Just wanted to stop by and write a quick note. Update on NaNoWriMo is that it is going well. I didn't get started on November 1st. I tried but I couldn't write that first paragraph. Well, actually, I did write it, but it was really bad. So I set it aside and went back the next day and surprised myself by taking a totally and completely different approach, and tone. This is far more personal and human I think. I don't know if it's good, because if I go back and read it I know I will fall into that trap of wanting to redo it and start it all over from scratch, and I just have to keep going until the end. The part I am writing right now is about Michaela. Of course, this is fiction, but there is so much of just plain Michaela in it. I find myself questioning this sometimes, wondering if it is wise to do that in a work of what is supposed to be fiction, but I just can't not do it. Michaela is at the heart of my heart. In writing her, I honor her, and as always, I reach out to her. The fact of the matter is that I know this is what people want to hear from me anyway. There have been so many fictional accounts of missing children that have been written in the world, but you want to know what it is really like?
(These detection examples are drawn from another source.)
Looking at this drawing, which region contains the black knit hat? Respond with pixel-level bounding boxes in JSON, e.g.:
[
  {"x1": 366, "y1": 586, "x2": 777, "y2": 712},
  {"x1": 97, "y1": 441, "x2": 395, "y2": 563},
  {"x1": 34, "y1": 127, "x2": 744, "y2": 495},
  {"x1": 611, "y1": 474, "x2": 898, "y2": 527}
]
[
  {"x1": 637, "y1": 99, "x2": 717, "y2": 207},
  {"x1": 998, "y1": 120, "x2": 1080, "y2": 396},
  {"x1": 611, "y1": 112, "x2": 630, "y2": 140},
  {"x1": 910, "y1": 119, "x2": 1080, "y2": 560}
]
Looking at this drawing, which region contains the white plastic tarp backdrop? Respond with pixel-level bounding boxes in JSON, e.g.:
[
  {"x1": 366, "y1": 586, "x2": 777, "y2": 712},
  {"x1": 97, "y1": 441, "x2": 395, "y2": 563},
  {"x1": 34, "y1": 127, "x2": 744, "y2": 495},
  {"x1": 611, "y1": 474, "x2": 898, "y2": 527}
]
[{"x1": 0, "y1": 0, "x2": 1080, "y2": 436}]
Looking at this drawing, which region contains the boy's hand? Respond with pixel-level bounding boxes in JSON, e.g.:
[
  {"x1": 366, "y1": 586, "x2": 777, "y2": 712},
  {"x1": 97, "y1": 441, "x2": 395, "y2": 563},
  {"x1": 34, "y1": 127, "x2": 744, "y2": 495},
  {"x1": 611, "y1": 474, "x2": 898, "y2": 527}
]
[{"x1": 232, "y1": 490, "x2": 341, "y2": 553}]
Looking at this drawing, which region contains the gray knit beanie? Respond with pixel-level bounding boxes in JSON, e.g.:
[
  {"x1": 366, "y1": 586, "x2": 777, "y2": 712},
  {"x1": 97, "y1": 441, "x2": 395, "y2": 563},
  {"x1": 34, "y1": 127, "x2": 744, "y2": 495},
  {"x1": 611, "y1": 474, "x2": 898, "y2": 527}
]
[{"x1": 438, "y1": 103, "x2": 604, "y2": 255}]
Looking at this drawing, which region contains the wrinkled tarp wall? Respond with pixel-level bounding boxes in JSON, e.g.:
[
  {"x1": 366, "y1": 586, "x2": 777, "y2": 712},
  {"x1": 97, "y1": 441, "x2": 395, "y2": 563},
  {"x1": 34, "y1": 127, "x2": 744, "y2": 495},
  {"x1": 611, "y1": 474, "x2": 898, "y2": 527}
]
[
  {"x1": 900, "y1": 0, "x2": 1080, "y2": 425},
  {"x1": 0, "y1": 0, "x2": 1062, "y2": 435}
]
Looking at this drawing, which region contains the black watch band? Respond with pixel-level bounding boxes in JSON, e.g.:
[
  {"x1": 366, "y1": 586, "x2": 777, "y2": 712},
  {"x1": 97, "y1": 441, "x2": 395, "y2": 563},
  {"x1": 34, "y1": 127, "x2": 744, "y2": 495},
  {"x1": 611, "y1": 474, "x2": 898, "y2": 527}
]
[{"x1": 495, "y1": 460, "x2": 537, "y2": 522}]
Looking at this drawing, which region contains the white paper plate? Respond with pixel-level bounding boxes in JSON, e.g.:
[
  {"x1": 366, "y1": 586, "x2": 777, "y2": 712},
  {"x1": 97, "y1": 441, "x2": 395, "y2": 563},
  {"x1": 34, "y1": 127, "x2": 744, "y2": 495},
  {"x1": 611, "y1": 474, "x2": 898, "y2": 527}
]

Well, this is it.
I have found myself missing Hayward lately. I lived there for 20 years, in various locations. When I went to get my laptop the other day, I exited the freeway just off the bridge, at Industrial, and made a right turn towards south Hayward. So many times in my life I drove that road. It's funny how going to a location can just bring back so many memories. I specifically remember the morning air in South Hayward, Fairway Park. There are no major freeways in the area, and it is edged by the grasslands of the hills, and it is just fresher, and quieter. I spent so many mornings there, running or walking. It fills my senses just to think of it. Where I live now I have a great view, but that includes three major freeways, one of which runs along the bottom of my hill. You get used to it, don't really notice it, but it's actually really noisy.
I know, all this doesn't mean much. I am going to go back to writing my book now. Did I mention, yesterday I got down over 3,500 words? I worked all day, came home, started writing at 7:30, and knocked out 3,500 words and could have kept going. Maybe I will actually get this done.